Kendine güvenmiyor, sunduğu seçeneğin yarın “ay biz ne yaptık” noktasına geleceğini bile bile lades diyor.

Kurban edilecek olanın “memlekette bunca şey yaşandı, ne değişti” sorusuna umutla cevap vermek olduğunu görmüyor.

En iyisi “hata ettik” deyip çıkıyor işin içinden çıkmasına da, kuruluşunda canhıraş rol oynadıkları hegemonik söylem hala karabasan gibi çöküyor siyasetin üstüne. Dün öyle karşımıza çıkan, bugün böyle çıkıyor. Çoğu politik bir sorumluluk taşımayan ama laf söylemekten kaçınmayanların hangi politik zemine güç taşıdıklarının sorumluluğunu almaması da ayrı bir dert…
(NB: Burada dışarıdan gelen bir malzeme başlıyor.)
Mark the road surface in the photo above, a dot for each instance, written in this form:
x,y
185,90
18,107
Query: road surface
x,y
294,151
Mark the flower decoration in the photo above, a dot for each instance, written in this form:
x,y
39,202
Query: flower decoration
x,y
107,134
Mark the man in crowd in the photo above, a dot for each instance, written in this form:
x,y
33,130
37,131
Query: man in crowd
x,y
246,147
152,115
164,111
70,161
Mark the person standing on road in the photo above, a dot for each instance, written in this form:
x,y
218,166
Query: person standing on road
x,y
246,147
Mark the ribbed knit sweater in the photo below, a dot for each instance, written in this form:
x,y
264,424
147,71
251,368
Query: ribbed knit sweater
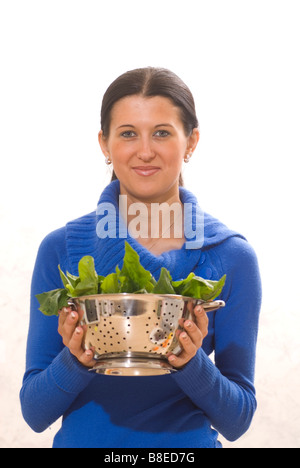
x,y
213,393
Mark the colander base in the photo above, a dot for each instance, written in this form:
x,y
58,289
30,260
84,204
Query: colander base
x,y
133,367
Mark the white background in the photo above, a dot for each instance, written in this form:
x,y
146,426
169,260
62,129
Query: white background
x,y
241,60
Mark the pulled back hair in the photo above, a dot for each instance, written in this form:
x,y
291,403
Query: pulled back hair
x,y
150,82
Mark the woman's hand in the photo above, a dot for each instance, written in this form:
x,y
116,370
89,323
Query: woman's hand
x,y
72,335
191,338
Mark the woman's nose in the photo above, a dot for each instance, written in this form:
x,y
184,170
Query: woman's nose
x,y
145,151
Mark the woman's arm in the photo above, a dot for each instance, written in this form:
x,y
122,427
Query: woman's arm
x,y
225,390
53,377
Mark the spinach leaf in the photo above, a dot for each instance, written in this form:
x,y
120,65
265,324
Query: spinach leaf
x,y
133,276
51,302
197,287
164,284
88,278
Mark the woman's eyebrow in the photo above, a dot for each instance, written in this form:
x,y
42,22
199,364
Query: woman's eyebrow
x,y
126,125
156,126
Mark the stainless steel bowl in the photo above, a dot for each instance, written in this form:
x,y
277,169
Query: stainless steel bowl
x,y
132,334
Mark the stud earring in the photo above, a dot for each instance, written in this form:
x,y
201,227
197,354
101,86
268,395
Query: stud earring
x,y
188,157
107,160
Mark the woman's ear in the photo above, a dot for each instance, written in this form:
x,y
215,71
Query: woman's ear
x,y
103,143
194,139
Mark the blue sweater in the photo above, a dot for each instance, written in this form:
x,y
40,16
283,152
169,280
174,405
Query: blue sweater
x,y
186,409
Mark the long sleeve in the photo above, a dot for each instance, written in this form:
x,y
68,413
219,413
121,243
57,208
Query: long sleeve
x,y
53,378
224,390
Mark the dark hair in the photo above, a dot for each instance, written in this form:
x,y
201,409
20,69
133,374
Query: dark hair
x,y
150,82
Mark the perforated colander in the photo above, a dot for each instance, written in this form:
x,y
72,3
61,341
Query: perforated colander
x,y
131,334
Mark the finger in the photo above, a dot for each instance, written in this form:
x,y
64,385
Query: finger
x,y
202,320
87,358
68,327
62,314
194,333
75,342
189,350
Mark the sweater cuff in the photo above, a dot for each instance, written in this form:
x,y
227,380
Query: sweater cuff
x,y
69,375
198,377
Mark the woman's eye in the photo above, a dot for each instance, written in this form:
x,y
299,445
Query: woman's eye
x,y
162,133
128,134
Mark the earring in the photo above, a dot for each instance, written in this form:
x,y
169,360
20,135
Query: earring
x,y
188,157
107,160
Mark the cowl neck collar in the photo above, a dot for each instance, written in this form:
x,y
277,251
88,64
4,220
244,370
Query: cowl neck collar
x,y
82,238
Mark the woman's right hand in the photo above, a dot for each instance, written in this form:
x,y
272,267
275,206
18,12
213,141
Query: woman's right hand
x,y
72,334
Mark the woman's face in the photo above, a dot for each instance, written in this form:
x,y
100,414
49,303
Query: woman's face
x,y
147,144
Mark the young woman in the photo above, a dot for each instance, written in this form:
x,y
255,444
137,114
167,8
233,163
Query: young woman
x,y
149,129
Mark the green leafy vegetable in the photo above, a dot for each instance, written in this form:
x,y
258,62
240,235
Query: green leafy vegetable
x,y
132,278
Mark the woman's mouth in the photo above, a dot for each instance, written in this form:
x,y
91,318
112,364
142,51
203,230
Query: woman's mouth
x,y
146,171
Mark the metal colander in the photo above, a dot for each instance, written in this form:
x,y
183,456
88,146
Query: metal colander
x,y
131,334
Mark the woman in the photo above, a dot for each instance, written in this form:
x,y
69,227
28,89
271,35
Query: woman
x,y
148,129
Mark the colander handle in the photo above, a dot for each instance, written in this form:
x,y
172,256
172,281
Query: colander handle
x,y
211,306
72,305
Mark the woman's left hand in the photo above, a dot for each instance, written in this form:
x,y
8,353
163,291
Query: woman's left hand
x,y
191,338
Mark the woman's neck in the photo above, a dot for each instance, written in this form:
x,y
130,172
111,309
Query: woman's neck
x,y
159,227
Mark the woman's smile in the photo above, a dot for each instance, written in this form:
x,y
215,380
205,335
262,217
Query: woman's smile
x,y
146,171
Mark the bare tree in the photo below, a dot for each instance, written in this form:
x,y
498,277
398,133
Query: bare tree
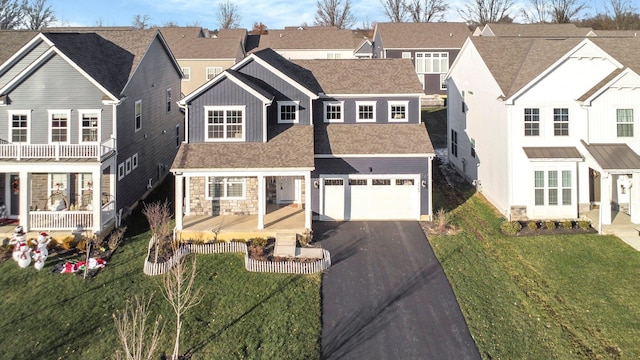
x,y
138,338
333,13
481,12
141,21
565,11
427,10
228,15
11,12
38,15
180,293
395,10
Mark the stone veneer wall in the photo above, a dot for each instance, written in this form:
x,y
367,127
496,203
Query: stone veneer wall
x,y
199,205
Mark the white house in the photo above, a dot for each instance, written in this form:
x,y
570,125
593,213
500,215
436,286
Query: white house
x,y
545,128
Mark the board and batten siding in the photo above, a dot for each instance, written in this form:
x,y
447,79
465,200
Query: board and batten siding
x,y
56,86
376,166
226,93
155,142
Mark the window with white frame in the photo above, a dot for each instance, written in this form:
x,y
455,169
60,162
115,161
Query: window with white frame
x,y
333,111
398,111
213,71
226,187
432,62
89,120
186,72
287,112
138,115
366,111
561,122
59,125
224,123
624,122
19,126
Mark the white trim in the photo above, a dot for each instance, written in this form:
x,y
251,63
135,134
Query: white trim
x,y
398,103
50,113
242,108
366,103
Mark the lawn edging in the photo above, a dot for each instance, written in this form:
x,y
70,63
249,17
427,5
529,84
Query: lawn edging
x,y
285,266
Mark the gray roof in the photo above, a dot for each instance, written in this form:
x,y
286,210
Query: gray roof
x,y
431,35
364,76
552,153
372,139
288,147
614,156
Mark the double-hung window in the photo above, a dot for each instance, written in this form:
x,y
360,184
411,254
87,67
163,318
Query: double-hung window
x,y
333,111
19,126
226,187
287,112
624,122
59,125
531,122
561,122
224,123
366,111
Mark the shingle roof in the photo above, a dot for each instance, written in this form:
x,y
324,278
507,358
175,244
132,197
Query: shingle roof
x,y
364,76
371,139
432,35
614,156
289,147
12,41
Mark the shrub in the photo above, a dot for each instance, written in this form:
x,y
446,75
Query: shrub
x,y
510,227
584,224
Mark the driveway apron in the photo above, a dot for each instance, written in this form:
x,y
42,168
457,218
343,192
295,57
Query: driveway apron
x,y
386,295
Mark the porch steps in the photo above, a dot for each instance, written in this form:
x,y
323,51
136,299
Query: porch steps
x,y
285,245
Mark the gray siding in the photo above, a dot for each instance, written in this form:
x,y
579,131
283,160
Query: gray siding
x,y
382,108
378,166
223,93
55,86
156,148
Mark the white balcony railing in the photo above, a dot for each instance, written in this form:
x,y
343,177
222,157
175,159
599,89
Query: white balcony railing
x,y
55,151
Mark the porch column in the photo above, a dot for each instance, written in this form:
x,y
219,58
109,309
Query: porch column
x,y
634,198
605,199
179,186
307,200
262,202
24,197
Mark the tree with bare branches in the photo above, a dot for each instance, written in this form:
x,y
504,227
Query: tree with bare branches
x,y
38,15
334,13
481,12
179,291
228,15
138,338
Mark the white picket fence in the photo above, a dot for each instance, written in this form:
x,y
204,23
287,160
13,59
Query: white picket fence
x,y
285,266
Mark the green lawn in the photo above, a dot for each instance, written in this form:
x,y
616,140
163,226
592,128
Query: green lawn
x,y
551,297
241,315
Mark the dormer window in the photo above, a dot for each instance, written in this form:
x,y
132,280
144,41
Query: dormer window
x,y
288,112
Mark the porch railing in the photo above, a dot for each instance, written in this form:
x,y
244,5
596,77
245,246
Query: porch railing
x,y
55,151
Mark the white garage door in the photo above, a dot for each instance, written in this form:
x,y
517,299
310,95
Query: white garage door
x,y
371,198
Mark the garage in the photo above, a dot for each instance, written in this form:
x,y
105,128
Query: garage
x,y
379,197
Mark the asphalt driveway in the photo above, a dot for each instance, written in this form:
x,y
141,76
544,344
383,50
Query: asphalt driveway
x,y
386,295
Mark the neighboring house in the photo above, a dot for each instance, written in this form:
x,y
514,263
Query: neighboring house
x,y
88,125
340,138
550,131
203,55
319,42
431,46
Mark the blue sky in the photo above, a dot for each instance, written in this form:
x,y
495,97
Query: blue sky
x,y
274,13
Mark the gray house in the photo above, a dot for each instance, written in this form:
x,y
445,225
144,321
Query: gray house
x,y
335,139
88,125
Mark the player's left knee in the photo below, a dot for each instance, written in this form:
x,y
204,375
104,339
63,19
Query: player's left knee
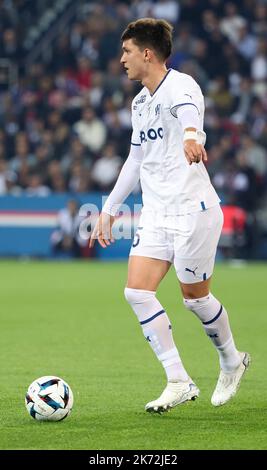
x,y
205,308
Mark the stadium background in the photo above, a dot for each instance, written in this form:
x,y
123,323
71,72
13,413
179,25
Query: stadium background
x,y
64,133
65,109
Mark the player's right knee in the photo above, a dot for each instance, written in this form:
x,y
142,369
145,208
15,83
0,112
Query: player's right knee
x,y
138,296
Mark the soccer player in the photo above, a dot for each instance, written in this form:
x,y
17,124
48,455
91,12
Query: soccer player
x,y
181,218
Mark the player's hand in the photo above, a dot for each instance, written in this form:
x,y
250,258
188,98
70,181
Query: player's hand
x,y
194,152
103,231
Nihayetinde “seçim” dediğimiz bir güç biriktirme meselesi, var olana, sunulana “başka bir yol da mümkün” işareti. Hele hele de bu dönemde. Cemaatle aynı sırada, MHP’de ifadesini bulan özgül ağırlığa göz kırparak, neyi değiştireceksiniz sorusuna akil bir cevap vermeden yapılan siyasete çubuk bükenlerin tek derdi “AKP gitsin de…” olunca, nihayetinde vardığı nokta “benden sonrası tufan” oluyor.
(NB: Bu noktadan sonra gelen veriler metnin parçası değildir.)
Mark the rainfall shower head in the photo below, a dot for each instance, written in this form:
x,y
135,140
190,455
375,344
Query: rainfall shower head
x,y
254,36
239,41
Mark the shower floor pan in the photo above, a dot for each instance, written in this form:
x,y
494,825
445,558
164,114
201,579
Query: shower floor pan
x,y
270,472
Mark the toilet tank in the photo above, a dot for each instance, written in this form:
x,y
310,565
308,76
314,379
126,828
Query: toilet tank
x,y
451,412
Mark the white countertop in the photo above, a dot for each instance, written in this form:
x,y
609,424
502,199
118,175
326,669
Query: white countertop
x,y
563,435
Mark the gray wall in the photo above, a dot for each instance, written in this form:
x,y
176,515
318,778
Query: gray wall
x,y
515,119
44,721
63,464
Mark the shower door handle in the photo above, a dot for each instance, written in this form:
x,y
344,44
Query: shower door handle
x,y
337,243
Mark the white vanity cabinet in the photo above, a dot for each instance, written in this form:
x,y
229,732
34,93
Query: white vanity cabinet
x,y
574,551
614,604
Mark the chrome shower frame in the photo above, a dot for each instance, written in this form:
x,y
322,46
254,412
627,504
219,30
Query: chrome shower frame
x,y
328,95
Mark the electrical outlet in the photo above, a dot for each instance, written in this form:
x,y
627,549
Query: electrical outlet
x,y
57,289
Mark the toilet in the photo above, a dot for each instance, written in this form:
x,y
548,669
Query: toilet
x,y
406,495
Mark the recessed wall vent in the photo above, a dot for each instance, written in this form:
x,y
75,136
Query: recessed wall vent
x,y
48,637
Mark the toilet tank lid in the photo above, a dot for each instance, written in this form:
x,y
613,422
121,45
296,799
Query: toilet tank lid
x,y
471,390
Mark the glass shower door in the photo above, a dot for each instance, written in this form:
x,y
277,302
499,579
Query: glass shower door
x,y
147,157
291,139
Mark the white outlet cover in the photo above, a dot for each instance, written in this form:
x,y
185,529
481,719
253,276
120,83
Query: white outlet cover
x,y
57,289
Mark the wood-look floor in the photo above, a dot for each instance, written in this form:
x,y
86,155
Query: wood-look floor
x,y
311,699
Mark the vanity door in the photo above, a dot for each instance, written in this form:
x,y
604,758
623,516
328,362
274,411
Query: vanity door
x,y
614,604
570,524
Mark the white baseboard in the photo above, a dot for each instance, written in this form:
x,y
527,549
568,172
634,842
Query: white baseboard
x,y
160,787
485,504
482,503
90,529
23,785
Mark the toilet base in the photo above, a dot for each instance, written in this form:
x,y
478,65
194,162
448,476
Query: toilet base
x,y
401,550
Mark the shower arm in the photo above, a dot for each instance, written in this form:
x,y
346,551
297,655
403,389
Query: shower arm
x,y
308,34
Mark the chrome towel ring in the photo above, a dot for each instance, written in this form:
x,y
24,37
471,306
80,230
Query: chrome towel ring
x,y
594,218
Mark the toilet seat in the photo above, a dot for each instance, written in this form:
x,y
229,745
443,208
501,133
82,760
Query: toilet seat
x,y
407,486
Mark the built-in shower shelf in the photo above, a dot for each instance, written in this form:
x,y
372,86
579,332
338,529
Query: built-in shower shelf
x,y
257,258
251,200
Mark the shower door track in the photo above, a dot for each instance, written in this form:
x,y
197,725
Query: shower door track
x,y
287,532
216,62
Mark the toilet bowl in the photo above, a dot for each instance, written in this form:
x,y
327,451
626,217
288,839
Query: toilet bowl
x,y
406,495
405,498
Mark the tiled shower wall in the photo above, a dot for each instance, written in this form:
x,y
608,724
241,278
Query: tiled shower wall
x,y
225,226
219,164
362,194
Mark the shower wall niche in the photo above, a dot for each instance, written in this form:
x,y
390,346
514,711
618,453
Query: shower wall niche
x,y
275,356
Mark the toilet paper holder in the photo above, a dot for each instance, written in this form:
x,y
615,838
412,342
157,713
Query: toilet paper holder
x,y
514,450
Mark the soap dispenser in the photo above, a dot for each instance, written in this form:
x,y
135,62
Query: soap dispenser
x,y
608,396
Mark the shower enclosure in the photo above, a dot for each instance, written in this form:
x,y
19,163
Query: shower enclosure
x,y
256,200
Milan Kundera; “İnsanın güce karşı mücadelesi, belleğin unutuşa karşı mücadelesidir” demiş. Cevahiri CHP’ye çağrıda gören “entelektüel aklın” bizden unutmamızı beklediği, bugün horlayan, aşağılayan ve nihayetinde yok eden gücün nasıl doğduğu, hangi saiklerden beslendiği… Hani onu unutalım ki aynı “güç tapınmacılığı” yarının bugünden nasıl farklı olabileceğini anlatmaya cevaz vermesin… O yüzden mesele, seçimde kime oy vereceklerini söylemeleri değil. Bunun “entelektüel açıklamasını” yaparken değirmenine su taşıdıkları kesimler, gün gelip yine boğazımıza yapıştığında ne yapacakları.  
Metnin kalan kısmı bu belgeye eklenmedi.